People v. Brown

Appeal by the defendant, as limited by his brief, from so much of an order of the Supreme Court, Kings County (McKay, J.), entered April 19, 2007, as, after a hearing, designated him a level two sex offender pursuant to Correction Law article 6-C.

Ordered that the order is affirmed insofar as appealed from, without costs or disbursements.
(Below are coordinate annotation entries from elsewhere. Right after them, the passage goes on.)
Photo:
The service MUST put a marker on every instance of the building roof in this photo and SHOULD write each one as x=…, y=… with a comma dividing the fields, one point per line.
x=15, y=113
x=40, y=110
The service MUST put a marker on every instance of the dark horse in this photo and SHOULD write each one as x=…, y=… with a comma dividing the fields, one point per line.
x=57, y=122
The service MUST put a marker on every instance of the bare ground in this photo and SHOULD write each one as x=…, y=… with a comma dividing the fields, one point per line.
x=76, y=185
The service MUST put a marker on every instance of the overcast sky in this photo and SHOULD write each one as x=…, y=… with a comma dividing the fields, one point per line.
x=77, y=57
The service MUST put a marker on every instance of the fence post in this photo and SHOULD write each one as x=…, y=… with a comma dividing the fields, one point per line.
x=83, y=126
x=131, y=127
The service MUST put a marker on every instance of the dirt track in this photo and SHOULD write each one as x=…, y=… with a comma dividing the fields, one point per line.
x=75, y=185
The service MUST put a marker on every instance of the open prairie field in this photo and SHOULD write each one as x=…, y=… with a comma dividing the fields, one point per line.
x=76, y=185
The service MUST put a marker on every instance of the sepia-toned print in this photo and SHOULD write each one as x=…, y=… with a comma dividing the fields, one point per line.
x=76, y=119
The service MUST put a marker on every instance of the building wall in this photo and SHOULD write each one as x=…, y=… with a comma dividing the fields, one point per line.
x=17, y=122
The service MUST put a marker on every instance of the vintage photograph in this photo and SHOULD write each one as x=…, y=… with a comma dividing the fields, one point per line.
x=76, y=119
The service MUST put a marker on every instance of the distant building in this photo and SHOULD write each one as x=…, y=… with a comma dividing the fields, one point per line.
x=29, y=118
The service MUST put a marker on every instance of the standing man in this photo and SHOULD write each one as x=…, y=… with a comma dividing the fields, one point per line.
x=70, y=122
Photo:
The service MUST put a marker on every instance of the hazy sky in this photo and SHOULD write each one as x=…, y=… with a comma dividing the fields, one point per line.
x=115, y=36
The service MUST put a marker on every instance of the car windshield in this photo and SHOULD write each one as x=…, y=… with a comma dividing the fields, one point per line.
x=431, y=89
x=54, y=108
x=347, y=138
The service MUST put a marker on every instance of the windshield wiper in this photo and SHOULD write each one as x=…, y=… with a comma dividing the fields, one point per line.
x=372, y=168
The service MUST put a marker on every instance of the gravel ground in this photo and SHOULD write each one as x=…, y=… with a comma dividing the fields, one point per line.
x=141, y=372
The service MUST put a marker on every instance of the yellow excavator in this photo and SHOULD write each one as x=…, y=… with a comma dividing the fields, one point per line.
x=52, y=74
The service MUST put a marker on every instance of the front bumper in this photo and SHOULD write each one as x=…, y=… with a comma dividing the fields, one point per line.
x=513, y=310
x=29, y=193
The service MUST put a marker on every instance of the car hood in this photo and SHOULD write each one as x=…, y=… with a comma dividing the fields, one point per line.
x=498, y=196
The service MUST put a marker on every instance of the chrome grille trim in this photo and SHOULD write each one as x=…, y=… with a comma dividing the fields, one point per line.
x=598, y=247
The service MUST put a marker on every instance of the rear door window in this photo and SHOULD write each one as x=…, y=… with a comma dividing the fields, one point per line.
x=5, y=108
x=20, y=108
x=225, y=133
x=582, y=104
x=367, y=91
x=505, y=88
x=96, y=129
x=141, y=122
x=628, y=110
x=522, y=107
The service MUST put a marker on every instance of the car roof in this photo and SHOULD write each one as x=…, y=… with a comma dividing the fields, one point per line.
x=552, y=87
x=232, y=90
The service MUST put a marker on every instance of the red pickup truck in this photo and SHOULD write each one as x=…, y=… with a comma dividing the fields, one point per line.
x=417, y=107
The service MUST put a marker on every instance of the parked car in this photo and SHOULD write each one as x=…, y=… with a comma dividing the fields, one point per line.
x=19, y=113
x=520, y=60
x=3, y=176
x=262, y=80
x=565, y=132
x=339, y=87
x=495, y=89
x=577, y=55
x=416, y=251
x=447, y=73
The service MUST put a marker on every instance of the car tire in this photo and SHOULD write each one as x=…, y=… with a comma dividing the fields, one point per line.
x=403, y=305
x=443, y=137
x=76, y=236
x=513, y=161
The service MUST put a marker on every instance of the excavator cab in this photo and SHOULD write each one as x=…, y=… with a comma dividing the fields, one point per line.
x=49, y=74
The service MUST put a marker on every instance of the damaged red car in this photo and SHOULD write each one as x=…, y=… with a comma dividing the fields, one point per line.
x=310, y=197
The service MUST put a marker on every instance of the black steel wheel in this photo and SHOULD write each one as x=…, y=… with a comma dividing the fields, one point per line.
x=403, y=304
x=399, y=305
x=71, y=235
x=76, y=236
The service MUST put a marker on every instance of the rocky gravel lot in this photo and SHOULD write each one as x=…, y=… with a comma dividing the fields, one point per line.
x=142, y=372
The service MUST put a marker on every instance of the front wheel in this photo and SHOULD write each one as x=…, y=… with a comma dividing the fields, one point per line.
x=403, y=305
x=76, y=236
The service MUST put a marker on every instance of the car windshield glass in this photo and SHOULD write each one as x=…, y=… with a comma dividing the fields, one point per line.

In establishing the appropriate risk level determination under the Sex Offender Registration Act (Correction Law art 6-C), the People bear the burden of proving the necessary facts by clear and convincing evidence (see Correction Law § 168-n [3]; People v Hardy, 42 AD3d 487 [2007]; People v Lawless, 44 AD3d 738 [2007]). Here, the defendant contends that the People failed to establish by clear and convincing evidence that he should be assessed 20 points under risk level factor 4, “Duration of Offense Conduct With Victim” (Sex Offender Registration Act: Risk Assessment Guidelines and Commentary [2006]). We disagree. The People submitted adequate proof that the defendant engaged in two or more acts of sexual contact against the victim, including at least one act of sexual intercourse, separated by at least 24 hours (see Sex Offender Registration Act: Risk Assessment Guidelines and Commentary, at 10 [2006]; People v Bolton, 50 AD3d 990 [2008]; People v Taylor, 48 AD3d 775, 776 [2008]; cf. People v Wright, 53 AD3d 963, 964 [2008]).

The defendant’s remaining contentions are without merit. Fisher, J.P., Angiolillo, Dickerson and Belen, JJ., concur.